With the practised discipline of a professional combat pilot, Mason was instinctively looking for an answer to a sudden eruption of warning lights and sirens on the instrument panel. Despite his immediate concerns over remaining airborne with rapidly failing hydraulics, now the 'low fuel' warning light was flashing along with clear signs that the transmission, too, was failing. Mason knew that the machine would soon lose all ability to function and there was little time to get the once state-of-the-art Eurocopter back on the ground in one piece.
"Three!" came the simultaneous bellow.
Morgan lunged at the door, releasing the tenuous hold he had found, and for that split second of transfer from the wheel cowling to the door, he lost all contact with the helicopter. He was suspended in space, his life literally in John Stanley's hands. Just then, a rocket-propelled grenade ripped through the sky, directly across the path of the helicopter.
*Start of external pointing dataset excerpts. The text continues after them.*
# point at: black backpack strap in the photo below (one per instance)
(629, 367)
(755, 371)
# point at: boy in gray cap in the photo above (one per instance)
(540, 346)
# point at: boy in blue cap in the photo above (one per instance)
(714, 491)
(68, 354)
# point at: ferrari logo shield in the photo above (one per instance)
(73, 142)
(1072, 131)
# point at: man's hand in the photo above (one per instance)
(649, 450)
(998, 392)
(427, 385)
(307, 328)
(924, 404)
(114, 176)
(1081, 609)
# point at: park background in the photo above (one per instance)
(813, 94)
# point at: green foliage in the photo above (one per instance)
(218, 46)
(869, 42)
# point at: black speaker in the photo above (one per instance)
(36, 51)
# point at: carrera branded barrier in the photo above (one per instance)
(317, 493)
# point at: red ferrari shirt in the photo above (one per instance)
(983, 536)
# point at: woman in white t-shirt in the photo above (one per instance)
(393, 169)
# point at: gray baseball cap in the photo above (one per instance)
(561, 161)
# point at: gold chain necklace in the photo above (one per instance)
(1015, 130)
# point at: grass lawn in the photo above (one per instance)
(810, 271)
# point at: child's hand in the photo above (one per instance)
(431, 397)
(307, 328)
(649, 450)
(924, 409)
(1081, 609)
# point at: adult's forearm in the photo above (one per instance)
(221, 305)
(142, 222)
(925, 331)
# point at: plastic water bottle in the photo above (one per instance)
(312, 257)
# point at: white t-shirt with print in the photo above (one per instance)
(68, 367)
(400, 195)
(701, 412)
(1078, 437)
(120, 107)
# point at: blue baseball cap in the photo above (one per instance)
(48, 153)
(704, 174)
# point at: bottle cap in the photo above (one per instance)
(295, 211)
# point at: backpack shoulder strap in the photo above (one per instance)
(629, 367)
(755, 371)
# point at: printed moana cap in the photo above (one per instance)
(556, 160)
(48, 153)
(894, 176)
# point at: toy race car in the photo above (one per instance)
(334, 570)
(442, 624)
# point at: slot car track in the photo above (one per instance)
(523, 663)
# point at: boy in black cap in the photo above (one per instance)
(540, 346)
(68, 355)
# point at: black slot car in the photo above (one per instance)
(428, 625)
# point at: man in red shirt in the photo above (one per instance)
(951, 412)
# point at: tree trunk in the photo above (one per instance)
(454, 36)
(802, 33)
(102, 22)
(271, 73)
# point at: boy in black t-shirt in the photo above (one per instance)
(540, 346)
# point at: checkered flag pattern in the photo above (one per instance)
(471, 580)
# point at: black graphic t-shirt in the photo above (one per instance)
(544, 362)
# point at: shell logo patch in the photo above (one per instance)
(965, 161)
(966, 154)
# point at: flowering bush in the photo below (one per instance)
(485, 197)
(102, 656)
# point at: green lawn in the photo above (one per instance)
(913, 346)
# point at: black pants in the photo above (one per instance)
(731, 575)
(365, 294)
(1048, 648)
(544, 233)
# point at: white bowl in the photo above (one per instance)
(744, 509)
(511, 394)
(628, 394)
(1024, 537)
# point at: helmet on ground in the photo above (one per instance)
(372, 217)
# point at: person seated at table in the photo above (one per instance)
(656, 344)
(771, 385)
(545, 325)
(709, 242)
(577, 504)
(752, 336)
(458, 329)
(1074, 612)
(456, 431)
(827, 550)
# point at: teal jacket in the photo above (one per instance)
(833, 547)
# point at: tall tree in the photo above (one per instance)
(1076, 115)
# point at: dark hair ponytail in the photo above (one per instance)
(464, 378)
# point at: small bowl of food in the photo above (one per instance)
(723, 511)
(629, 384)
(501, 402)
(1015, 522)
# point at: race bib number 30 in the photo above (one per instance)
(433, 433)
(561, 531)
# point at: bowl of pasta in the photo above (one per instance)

Mason saw it just in time.
Averting disaster with no flares or any other counter measures on-board, Mason knew this was where the serious flying part started. Spotting the rocket, he put the Puma into a 70 degree bank to port, dumping the collective and heading for some dirt. He knew the ground was his best chance. Steve pulled three G's and using aft cyclic, he established an arc in the opposite direction of the rocket attack. What the pilot didn't know, was that as the helicopter was already passing through an altitude of just over 1000 feet, the spent rocket was at the limit of its range and, having reached the apex of its trajectory, was now tumbling uselessly back to earth. But the extreme manoeuvres he'd used to avoid it almost put his prized beast out of her final misery. With the added Gs and loss of hydraulics, the big machine was becoming increasingly difficult to fly, taking all Mason's effort just to keep the dying Puma alive long enough to get them to safety. Turning his attention to the instrument panel, Steve Mason caught sight of a man flat on his belly in the cargo hold, hanging from his waist outside of the door with the rest of the evacuees on him like a rugby scrum.
"What the fuck's going on back there?" Steve barked. "It's Morgan," somebody cried, "he's fallen."
Underneath the chopper, Morgan dangled from Stanley's arm. Stanley, straining above him, held on firm to Morgan's arm, trying to pull him up to the edge of the door.